Causes, effets karmiques et interdépendance

Martine Batchelor

D’un point de vue relatif, les phénomènes s’enchaînent suivant la loi de causalité karmique mais ceux-ci n’ont pas d’existence propre et ne se manifestent que dans le jeu de l’interdépendance. Les choses étant ainsi vides de caractéristiques autonomes, il en résulte une interpénétration généralisée qui est décrite en particulier dans l’Avatamsaka Soutra.

Pour toute action que nous accomplissons, nous expérimentons un résultat correspondant.

Le Bouddha enjoignit ses disciples à se rappeler la doctrine indienne traditionnelle du karma. “Karma” signifie littéralement “action”. La loi du karma affirme que toutes nos pensées, tous nos mots et faits façonnent nos expériences du futur. Ce que chacun de nous expérimente à présent est le fruit de ce que nous avons pensé, dit et fait par le passé. Aussi, loin d’être une doctrine du fatalisme, la loi du karma nous encourage à accepter la responsabilité de notre situation présente tout autant que de la manière dont nos vies se dérouleront dans le futur. (…)

Le Bouddha enseigna que toutes les choses de l’univers apparaissent, “naissent”, en conséquence de conditions particulières. Il n’y a pas de Dieu créateur comme cause première, car il n’y a pas d’origine.

Quand cela existe, ceci apparaît; de la naissance de cela, ceci naît.

Quand cela n’existe pas, ceci n’apparaît pas; de la cessation de cela, ceci cesse.

Quand nous comprenons notre propre nature et celle du monde de cette façon, nous sommes libérés de l’idée instinctive selon laquelle nous-mêmes et les autres choses existeraient de par elles-mêmes, indépendamment et séparément de toute autre chose.

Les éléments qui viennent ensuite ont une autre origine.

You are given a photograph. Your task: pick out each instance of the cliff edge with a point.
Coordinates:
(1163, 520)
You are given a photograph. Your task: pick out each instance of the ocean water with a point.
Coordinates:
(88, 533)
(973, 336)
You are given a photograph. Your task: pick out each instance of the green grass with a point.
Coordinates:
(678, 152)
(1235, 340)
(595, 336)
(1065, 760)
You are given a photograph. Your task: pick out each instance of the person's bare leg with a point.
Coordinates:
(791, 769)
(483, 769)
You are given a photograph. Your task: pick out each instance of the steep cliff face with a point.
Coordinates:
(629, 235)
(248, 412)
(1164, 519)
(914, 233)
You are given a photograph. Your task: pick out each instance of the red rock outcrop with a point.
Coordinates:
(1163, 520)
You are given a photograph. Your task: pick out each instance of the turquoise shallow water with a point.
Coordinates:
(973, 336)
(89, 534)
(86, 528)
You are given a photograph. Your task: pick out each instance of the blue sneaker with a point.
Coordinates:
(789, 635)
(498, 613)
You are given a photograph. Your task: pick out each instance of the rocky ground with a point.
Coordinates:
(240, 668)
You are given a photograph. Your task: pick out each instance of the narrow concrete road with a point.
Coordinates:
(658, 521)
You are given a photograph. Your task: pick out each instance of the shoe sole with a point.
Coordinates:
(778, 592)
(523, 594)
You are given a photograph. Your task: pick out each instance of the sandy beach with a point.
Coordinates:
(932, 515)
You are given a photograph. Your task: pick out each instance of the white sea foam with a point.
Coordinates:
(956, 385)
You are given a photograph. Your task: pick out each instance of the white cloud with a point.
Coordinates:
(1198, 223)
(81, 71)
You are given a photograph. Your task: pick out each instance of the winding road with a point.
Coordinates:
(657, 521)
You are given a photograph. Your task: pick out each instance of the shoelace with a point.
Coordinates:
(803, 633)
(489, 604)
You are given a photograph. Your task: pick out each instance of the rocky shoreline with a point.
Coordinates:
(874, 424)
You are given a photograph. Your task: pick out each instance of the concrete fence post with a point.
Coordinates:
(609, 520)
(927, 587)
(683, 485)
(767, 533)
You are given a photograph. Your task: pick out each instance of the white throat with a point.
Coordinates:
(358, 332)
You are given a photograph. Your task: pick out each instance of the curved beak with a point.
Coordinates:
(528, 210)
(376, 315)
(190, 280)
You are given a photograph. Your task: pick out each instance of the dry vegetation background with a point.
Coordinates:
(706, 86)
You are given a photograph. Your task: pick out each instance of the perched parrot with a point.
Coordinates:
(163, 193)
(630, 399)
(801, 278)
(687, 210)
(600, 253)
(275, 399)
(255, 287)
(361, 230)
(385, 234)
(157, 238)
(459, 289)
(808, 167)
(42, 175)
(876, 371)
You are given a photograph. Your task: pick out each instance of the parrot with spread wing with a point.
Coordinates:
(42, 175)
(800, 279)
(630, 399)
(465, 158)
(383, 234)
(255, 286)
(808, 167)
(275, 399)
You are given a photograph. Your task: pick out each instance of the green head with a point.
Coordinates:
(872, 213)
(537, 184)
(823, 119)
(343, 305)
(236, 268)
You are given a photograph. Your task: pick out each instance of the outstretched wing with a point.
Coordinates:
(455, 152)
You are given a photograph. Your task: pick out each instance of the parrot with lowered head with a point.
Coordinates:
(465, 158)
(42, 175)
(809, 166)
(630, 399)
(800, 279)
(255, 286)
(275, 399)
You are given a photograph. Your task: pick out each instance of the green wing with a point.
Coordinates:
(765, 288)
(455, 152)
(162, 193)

L’un des premiers disciples du Bouddha dit :

« Pour qui voit vraiment la pure et simple naissance des phénomènes et la pure et simple continuité des choses conditionnées, il n’y aucune peur.

Quand avec sagesse on voit le monde comme juste herbe et bois, ne percevant aucun égoïsme, on ne s’attriste pas à l’idée que “ceci n’est pas mien. »

Le philosophe bouddhiste Nagarjuna développa cette idée en ce qui est connu comme la doctrine de la “vacuité”. Affirmer que toutes choses sont vides n’est pas nier qu’elles existent; c’est simplement nier qu’elles existent par elles-mêmes. Pour Nagarjuna, la raison la plus convaincante que les choses sont vides d’existence propre est qu’elles sont dépendantes de conditions externes pour leur procurer existence.

Parce qu’il n’y a rien qui ne soit pas né par dépendance, il n’y a rien qui ne soit pas vide.

Lorsque le Bouddhisme parvint en Chine, cette doctrine de la vacuité fut développée plus avant pour souligner que les choses ne dépendent pas, pour exister, que de leur propre ensemble direct de causes, mais de toute chose dans l’univers. L’ Avatamsaka soutra, qui fut écrit en Inde mais dont l’influence se développa en Chine, résume cette idée par les vers suivants :

Toutes les terres sont mon corps
De même que les Bouddhas y vivant;
Regardez mes pores,
Et je vous montrerai le royaume de Bouddha.
Tout comme la nature de la terre est une
Alors que les êtres vivent chacun séparément,
Et que la terre n’a aucune pensée d’unicité ou de différence
Telle est la vérité de Bouddha.

Extrait de Buddhism and Ecology. Edited by Martine Batchlor and Kerry Brown, London and New York, Cassel 1992. Traduction de l’anglais Jean Eric Wysocki.